By: Lwando Cwane, D&O underwriter at AIG South Africa Limited

Misconduct by large firms in recent months within the South African business scope has put corporate governance under the microscope.
And when corporate governance is questioned, people look to the company’s directors for answers. I think it’s true to say that South African directors are much more aware of the risks that they face when their company is found to be at fault. The necessity for D&O insurance is now well accepted and brokers specialising in this form of insurance are definitely spending more time briefing clients on what policies cover, and what kind of assistance the insurer can offer to mitigate the risks.
Recent cases that have had large scale repercussions have resulted in stakeholders and the public at large being more acquainted with their rights. Even though class action suits are not prevalent in South Africa, they are however on the rise. A current example is the on- going class action led against Tiger Brands in relation to the recent outbreak of listeriosis.
Directors of larger firms are particularly vulnerable as the impact of their decisions could affect the broader society.
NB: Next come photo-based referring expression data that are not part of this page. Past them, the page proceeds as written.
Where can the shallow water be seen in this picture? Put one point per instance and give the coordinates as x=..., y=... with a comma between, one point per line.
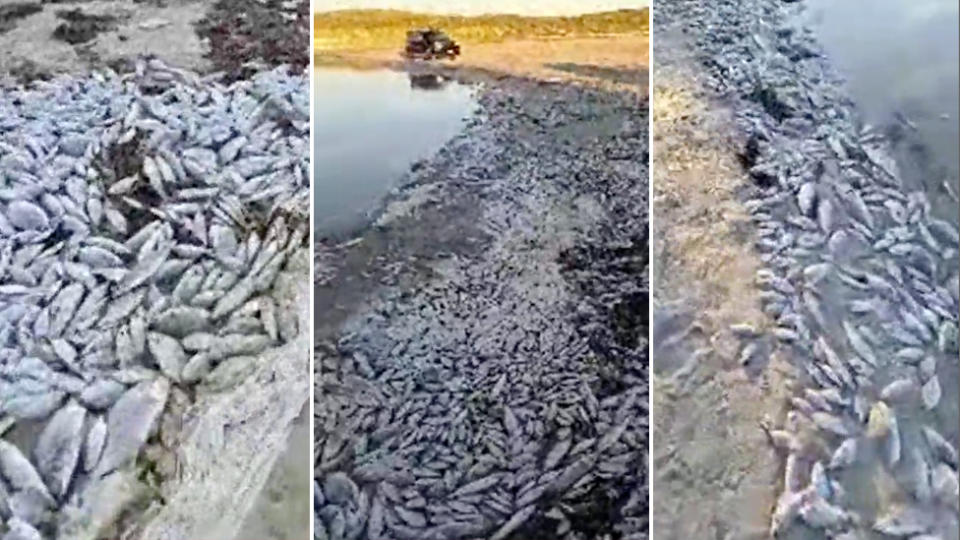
x=901, y=64
x=901, y=61
x=369, y=127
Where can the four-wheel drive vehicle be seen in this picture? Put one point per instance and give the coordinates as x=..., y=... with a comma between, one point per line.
x=430, y=43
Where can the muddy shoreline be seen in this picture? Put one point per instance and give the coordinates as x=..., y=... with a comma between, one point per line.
x=538, y=207
x=87, y=47
x=858, y=287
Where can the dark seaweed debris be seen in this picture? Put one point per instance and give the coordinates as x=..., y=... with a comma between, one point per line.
x=246, y=35
x=506, y=398
x=10, y=13
x=81, y=27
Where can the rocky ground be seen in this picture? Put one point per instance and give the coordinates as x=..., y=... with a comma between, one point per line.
x=481, y=349
x=153, y=263
x=849, y=429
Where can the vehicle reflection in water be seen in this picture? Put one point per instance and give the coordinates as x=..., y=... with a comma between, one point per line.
x=428, y=81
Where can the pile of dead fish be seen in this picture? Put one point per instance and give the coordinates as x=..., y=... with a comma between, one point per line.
x=143, y=219
x=495, y=401
x=860, y=277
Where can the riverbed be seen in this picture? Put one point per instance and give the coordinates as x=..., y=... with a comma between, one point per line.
x=369, y=128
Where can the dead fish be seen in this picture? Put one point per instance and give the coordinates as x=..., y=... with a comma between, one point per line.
x=18, y=529
x=130, y=421
x=101, y=393
x=844, y=455
x=93, y=444
x=57, y=450
x=26, y=215
x=930, y=393
x=168, y=354
x=806, y=198
x=17, y=470
x=180, y=321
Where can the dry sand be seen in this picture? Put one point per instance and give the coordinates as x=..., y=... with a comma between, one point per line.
x=710, y=452
x=557, y=60
x=145, y=27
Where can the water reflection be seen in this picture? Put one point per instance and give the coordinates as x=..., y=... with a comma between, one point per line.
x=428, y=81
x=902, y=65
x=369, y=127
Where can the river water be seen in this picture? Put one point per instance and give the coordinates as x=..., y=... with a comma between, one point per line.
x=369, y=128
x=901, y=60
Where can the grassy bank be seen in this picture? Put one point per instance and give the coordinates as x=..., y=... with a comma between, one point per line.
x=384, y=29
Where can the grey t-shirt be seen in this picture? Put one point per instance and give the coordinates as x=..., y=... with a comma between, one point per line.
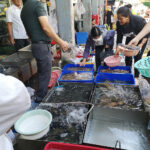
x=31, y=11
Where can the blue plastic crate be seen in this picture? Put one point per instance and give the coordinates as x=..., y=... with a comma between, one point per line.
x=127, y=68
x=91, y=66
x=122, y=79
x=71, y=72
x=81, y=37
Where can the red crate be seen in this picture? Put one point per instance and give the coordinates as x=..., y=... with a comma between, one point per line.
x=65, y=146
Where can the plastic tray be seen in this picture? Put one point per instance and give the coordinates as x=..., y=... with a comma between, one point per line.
x=113, y=68
x=71, y=72
x=65, y=146
x=122, y=79
x=143, y=66
x=77, y=65
x=81, y=37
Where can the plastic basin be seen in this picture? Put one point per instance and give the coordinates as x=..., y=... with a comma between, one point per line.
x=112, y=61
x=33, y=122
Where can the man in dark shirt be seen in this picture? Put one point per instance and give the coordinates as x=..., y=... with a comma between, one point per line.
x=130, y=25
x=35, y=20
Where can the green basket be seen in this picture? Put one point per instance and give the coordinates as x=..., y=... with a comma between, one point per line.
x=143, y=66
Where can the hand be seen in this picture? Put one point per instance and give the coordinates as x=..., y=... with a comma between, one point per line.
x=107, y=46
x=12, y=41
x=116, y=52
x=134, y=41
x=64, y=45
x=83, y=62
x=140, y=45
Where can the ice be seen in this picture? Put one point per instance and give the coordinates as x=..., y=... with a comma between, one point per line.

For instance, an unprecedented fall in a company’s share price could have an adverse effect on an investing pension fund. This could in turn result in the funds clients, who in this case would be the pensioners, participating in a class action against the larger company’s directors whose perceived negligence is thought to have contributed in the downfall. The possibility that lawyers are increasingly ready to pursue such cases on a contingency basis makes these class action suits more likely to happen.


AIG says that the number of D&O claims lodged with it grew by 20 percent between 2016 and 2017 and even though D&O insurance is being increasingly seen as a necessity by directors, there is also a need to be conscious of the rapidly changing risk landscape. A potential risk which he believes needs more attention is social media. Firms, their employees and directors are all likely to be active on at least one social media platform and irresponsible and regrettable comments could have severe reputational consequences.
Social media risk overlaps with the broader issue of cyber risk, to which companies are increasingly vulnerable. IT governance is clearly a board responsibility, but not all directors are fully up to speed on what it actually entails. Are directors asking the right questions and taking the right steps to ensure their governance cannot be questioned in the event of a breach, or a misstep on social media? Again, the question will be whether the company’s oversight processes put in place are sufficient.
It is also worth remembering that the Companies Act, 2008 mandates that boards are jointly and severally liable. This could possibly result in directors who were not involved in a particular decision or matter being included in the class action.
Considering the growing opportunities for risk, the need for good D&O cover has never been greater.